One area of note is machinery. Since 2020, new and used farm equipment inflation has been substantial, and between 2020 and 2023 alone, prices jumped approximately 20 percent. Although the rapid increase has slowed, and used equipment values are stabilizing or slightly declining from their peaks, the “new normal” is a a new, higher cost baseline than pre-pandemic levels.
“Even the operators who are good at what they do, have historically run profitable operations say it’s tough right now,” said Readel. “And I think that’s really the key. We know that young farmers, we know that if you’re highly leveraged, it’s tough right now because your loan payments are probably going up. Your inputs are probably going up and your commodity price, the money you’re getting, is not keeping up with that.
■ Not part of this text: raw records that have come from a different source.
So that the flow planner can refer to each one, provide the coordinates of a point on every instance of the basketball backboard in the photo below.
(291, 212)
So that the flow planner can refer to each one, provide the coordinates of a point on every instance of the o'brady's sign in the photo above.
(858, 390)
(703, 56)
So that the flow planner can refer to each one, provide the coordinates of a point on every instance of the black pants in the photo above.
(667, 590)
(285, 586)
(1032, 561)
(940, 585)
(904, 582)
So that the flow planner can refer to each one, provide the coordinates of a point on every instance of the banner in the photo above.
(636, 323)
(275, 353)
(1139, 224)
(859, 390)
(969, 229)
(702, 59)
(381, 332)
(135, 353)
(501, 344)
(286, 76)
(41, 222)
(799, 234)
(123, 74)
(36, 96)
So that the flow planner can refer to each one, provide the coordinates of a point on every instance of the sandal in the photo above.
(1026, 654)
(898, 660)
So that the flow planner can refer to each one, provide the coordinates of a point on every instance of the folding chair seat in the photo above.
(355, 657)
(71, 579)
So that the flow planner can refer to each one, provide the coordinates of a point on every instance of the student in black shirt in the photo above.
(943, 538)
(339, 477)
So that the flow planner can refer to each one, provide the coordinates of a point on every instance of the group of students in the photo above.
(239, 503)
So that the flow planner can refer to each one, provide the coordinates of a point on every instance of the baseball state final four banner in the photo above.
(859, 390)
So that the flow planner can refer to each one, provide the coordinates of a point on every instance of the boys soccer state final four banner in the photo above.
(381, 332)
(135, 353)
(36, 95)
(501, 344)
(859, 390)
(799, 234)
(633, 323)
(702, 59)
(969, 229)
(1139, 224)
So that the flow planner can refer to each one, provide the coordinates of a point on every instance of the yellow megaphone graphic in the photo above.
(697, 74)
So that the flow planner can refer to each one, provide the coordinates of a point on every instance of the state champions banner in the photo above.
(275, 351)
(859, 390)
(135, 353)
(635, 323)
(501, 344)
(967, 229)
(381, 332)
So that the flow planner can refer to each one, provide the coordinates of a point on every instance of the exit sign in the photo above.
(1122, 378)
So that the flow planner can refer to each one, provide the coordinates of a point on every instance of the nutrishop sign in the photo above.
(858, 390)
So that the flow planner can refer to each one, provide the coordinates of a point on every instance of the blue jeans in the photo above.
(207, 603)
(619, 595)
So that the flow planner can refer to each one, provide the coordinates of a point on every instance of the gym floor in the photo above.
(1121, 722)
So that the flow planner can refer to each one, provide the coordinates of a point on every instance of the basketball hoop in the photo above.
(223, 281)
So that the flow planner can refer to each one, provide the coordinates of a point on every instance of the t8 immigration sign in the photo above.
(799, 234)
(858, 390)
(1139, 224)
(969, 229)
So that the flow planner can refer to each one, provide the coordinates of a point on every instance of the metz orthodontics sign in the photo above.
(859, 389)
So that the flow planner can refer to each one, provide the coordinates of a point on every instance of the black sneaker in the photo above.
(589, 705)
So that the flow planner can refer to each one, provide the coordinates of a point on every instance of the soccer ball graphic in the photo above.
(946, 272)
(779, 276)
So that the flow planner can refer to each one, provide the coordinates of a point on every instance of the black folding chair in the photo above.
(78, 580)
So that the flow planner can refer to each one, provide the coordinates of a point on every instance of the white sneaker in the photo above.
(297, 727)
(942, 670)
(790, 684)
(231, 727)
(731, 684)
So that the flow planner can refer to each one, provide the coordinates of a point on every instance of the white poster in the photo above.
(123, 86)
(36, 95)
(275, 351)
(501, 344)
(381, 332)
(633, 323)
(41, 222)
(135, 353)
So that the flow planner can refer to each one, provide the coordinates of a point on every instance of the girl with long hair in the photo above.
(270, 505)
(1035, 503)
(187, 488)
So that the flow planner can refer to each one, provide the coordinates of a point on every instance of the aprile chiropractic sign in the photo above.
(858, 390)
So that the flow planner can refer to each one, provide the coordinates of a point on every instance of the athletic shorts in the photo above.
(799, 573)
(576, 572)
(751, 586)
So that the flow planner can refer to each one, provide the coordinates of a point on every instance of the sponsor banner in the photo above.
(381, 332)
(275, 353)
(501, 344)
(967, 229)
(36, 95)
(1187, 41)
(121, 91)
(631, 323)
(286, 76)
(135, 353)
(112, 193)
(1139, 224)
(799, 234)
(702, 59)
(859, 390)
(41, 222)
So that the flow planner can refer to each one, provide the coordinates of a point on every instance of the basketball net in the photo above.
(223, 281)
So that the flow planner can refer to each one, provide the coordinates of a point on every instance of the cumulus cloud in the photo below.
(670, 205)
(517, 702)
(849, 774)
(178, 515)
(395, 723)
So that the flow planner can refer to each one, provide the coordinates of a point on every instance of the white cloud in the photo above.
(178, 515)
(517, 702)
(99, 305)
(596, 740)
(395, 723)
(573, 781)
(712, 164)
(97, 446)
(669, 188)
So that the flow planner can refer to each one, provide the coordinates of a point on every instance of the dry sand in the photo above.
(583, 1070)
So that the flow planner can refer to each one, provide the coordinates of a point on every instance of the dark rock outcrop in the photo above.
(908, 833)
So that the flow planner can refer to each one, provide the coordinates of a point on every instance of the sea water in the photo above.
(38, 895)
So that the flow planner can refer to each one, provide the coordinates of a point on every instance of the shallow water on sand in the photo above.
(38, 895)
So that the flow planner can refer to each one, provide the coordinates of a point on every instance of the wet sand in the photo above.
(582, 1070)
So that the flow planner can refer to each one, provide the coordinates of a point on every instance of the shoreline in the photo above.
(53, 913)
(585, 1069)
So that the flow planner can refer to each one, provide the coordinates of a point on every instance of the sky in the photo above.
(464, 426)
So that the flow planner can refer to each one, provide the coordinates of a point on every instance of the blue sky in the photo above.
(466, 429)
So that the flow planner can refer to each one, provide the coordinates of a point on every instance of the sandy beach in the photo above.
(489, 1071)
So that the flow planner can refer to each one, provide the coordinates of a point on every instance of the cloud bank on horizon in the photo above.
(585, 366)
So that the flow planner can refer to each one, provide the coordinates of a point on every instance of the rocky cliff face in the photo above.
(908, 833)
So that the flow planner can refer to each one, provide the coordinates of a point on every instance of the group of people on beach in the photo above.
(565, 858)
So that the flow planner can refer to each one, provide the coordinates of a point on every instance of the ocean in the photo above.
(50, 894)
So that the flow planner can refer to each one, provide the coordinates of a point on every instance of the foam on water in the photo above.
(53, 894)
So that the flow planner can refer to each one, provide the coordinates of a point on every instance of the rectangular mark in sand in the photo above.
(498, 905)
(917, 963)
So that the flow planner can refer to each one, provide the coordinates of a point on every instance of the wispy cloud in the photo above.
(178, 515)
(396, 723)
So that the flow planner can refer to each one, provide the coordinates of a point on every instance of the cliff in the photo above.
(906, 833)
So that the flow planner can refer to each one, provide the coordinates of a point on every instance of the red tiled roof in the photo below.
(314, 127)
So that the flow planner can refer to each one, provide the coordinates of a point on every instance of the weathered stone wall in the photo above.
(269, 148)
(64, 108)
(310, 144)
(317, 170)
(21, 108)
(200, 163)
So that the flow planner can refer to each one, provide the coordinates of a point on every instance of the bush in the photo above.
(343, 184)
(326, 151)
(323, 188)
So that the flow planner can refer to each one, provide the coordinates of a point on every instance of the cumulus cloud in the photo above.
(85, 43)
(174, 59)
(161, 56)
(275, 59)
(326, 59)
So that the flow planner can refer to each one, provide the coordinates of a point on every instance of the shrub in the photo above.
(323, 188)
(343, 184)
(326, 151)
But even the guys that own all their stuff, that don’t have a lot of loans out there, that know what they’re doing and have good cropland and are growing, it’s tough for everybody right now in some way.”
In response to these tightening margins, North Dakota producers are diversifying. Some are investing in drone-based spraying technology, while others are exploring “vertical real estate” through cell tower lease renewals. However, Readel warned that this desperation for supplementary income has also made landowners - specifically aging widows - targets for fraud.
“Do you know who is the largest landowner group in the state of Iowa? Women over 80, who are Widows in many cases. The land was passed on. They’re still alive. The sons are managing, the daughters are managing, but mom still owns it. And they’re also a critical spot where we’re concerned about fraud because somebody calls up mom or stops by the nursing home and says, how about you lease me some land and then find out it’s not a real deal. Now, that’s tough. And it’s happening all too often.”